We can expose the concurrency (ideally the effective cores, but as an
approximation the number of cpu’s the OS sees) to clients of crcache. If we
choose not to expose this, users could just provision single-core resources
everywhere, but that has its own inefficiencies and the more cores machines
have the more getting this right will matter.
Users may want to control this - e.g. to deal with poor CPU topologies so
offering an extension point to override (or perhaps mutate) the auto-detected
value makes sense. OTOH users could just wrap crcache calls.
Running tasks
We need to be able to run tasks on a resource. To do that you need a network
location, username and credentials. We can bundle those all up and offer a
remote shell facility, with minimal loss of generality.
crcache is a choke point on command execution, so it can offer an extension
point both before and after commands are run (and perhaps even wrap the
input and output of commands). Uses for this are to fix up paths, environment
variables, squelch noise at the source. However, most of the same capability
can be done by wrapping crcache itself, so this should be a second-pass
feature.
File handoffs
A common task will be synchronising some local file with the resource, and
retrieving build products post-execution. While anything can be build on the
run-a-task abstraction, offering direct file handling simplifies correctness
for handling of temporary files, and makes debugging considerably easier for
users. In particular, if there are extension points to influence task running,
file transfer done on top of running tasks would be subject to the same side
effects.
Filesytem imports
What sort of imports can this resource utilise?
- rsync
- bind mount
- others in future?
Code layout
One conceptual thing per module, packages for anything where multiple types
are expected (e.g. cr_cache.commands, cr_cache.ui).
Generic driver code should not trigger lots of imports: code dependencies
should be loaded when needed. For example, argument validation uses argument
types that each command can import, so the core code doesn’t need to know about
all types.
The tests for the code in cr_cache.foo.bar is in cr_cache.tests.foo.test_bar.
Interface tests for cr_cache.foo is in cr_cache.tests.foo.test___init__.
Key modules
cache
Responsible for arbitrating use of sources.
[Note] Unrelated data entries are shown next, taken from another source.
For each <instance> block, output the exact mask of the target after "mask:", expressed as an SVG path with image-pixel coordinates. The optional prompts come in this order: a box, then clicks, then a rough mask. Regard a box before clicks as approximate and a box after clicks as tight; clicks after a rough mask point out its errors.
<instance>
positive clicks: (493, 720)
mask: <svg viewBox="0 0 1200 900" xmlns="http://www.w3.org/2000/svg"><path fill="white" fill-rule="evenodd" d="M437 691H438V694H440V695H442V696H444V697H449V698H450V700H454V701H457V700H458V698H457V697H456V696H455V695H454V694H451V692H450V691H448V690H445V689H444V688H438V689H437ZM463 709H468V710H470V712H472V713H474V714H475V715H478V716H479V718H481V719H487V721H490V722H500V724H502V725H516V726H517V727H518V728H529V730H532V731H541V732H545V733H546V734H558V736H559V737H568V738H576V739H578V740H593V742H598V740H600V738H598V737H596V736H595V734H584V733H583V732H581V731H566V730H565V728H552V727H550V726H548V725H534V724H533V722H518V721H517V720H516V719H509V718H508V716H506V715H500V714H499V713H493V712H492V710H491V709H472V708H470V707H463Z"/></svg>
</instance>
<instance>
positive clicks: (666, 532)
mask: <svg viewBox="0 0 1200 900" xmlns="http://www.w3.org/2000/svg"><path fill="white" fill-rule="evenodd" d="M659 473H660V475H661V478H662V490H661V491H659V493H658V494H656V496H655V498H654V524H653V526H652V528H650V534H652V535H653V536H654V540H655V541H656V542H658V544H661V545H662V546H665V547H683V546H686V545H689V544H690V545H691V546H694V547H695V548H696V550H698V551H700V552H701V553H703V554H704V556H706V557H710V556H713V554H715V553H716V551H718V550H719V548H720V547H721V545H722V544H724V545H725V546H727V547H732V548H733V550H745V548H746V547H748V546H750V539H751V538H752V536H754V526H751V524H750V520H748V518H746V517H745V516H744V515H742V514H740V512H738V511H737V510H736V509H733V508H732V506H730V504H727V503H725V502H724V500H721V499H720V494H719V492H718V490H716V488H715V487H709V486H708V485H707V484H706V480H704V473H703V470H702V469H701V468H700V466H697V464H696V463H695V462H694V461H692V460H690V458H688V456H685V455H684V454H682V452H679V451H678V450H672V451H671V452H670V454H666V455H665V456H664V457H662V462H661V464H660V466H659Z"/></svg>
Takes care to stay within limits,
manage reserved resources etc.
source
Pluggable interface for supplying compute resources. Takes care of making,
discarding, and running commands on compute resources.
commands
Tasks users can perform.
External integration
The command, ui, parsing etc objects should all be suitable for reuse from
other programs - e.g. to provide a GUI or web status page with pool status.